Conclusion
Considering the critical readings of my archive above, when doing queer archival work in digital visual studies, researchers must be highly conscious of the archives they produce and the circulation of images and possible consequences that their archives might promote. Upon first glance, this archive indicates that the fight for same-sex marriage, as reflected in the evolution of the Obama Hope image’s design, is a productive narrative of progress. This archive can thus be interpreted as playing a small, but important role in documenting a part of U.S. history that often goes untold. By infiltrating these images and texts into the Pinterest universe, this queer archival practice centers LGBT concerns and makes them visible for public consideration. Both such rhetorical efforts are essential to queer rhetoric, in that, as Alexander and Rhodes argue, they help cultivate a broader sense of humanity and citizenship for typically underrepresented people. Scholars such as Rawson and Morris have argued for the importance of accessible of queer archives because they allow people to find themselves in history, as well as aid in the transmission of intergenerational knowledge to be passed down within queer communities. Additionally, as Rawson has argued, digital technologies presents ample opportunities for queer archives to not only be created but reach queer communities who may have trouble accessing materially based archives.
Despite the progress represented in the archive, as my readings of the archive suggests, not all progress is created equal, however, and the same can be said for Pinterest as an archival tool. Pinterest is an efficient and easy-to-use interface with the ability to collect, exhibit, curate, and share personal archives. As such, its potential for producing queer archives is technologically quite useful. However, as numerous authors have pointed out, Pinterest often upholds less savory things such as capitalism and traditional gender norms. Additionally, as I discovered in the engagement with my own archive, the visual emphasis enabled by Pinterest can highlight and reveal aspects of the LGB experience that are incredibly hetero and homonormative, as well as perpetuate a lack of intersectionality in relation to LGB identities. While Pinterest as an archival tool is useful for its ability to facilitate pattern recognition, it, like most academic tools of inquiry, does not preclude problematic archival practices. Despite many positive revelations, “The Evolution of Obama Pride” reveals how rhetorical undercuts often function in visual research processes to perpetuate already existing problematic representations.
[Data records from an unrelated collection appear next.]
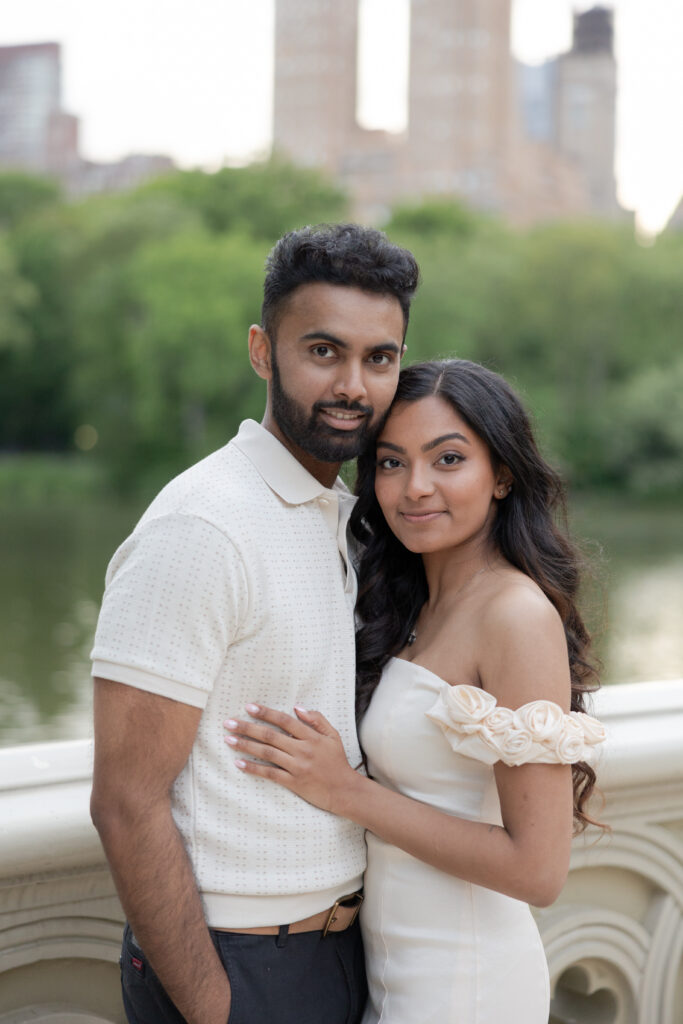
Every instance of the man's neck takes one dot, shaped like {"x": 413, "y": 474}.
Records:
{"x": 325, "y": 472}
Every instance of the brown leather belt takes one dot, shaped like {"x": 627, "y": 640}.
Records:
{"x": 340, "y": 916}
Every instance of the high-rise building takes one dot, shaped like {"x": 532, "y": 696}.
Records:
{"x": 530, "y": 143}
{"x": 586, "y": 98}
{"x": 459, "y": 97}
{"x": 315, "y": 72}
{"x": 35, "y": 133}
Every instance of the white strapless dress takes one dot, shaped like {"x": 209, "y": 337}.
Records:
{"x": 440, "y": 950}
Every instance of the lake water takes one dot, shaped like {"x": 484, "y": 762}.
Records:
{"x": 52, "y": 562}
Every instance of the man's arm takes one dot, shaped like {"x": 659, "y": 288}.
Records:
{"x": 141, "y": 743}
While such rhetorical undercuts ought to be avoided, I am not arguing that Pinterest be dismissed as a productive digital archival tool. Instead, I am suggesting that we approach Pinterest and its affordances as an impure platform. As Phaedra Pezzullo argues with her conceptualization of impure politics, activist and resistance tactics can never be wholly pure, and, consequently, scholars must always consider how these tactics enable democratic social relationships. Pezzulo’s argument reinforces Peel and Harding's call for us to move beyond the "pro" and "con" arguments that make up so much of the discourse surrounding same-sex marriage in academic discourses and allow for same-sex marriage to be both assimilationist and transformative. By classifying Pinterest (and "The Evolution of Obama Pride") as impure, we acknowledge both its capitalistic, assimilationist and homonormative leanings and its ability to help accomplish more transformative work. We acknowledge, in other words, that despite the archive itself potentially upholding oppressive ideologies, Pinterest as a tool can help broaden audience access to LGBTQ history and break down some accessibility barriers present in more traditional archives, affordances that can have positive social impacts for this historically underrepresented community. For example, the suicide rate among gay youth dropped when marriage equality was passed (Raifman et al.). This is a tangible result of queer youth seeing themselves and their futures represented in the media. Pinterest can aid in allowing queer communities to access their history and see themselves as having a significant place in society and culture. If we as researchers can remain mindful of the impure nature of both our archives, as well as the tools we use to build them, then digital technologies such as Pinterest can aid us in not only collecting and curating visual data but also in the circulation of visual histories that are often not only overlooked but at risk of being forgotten.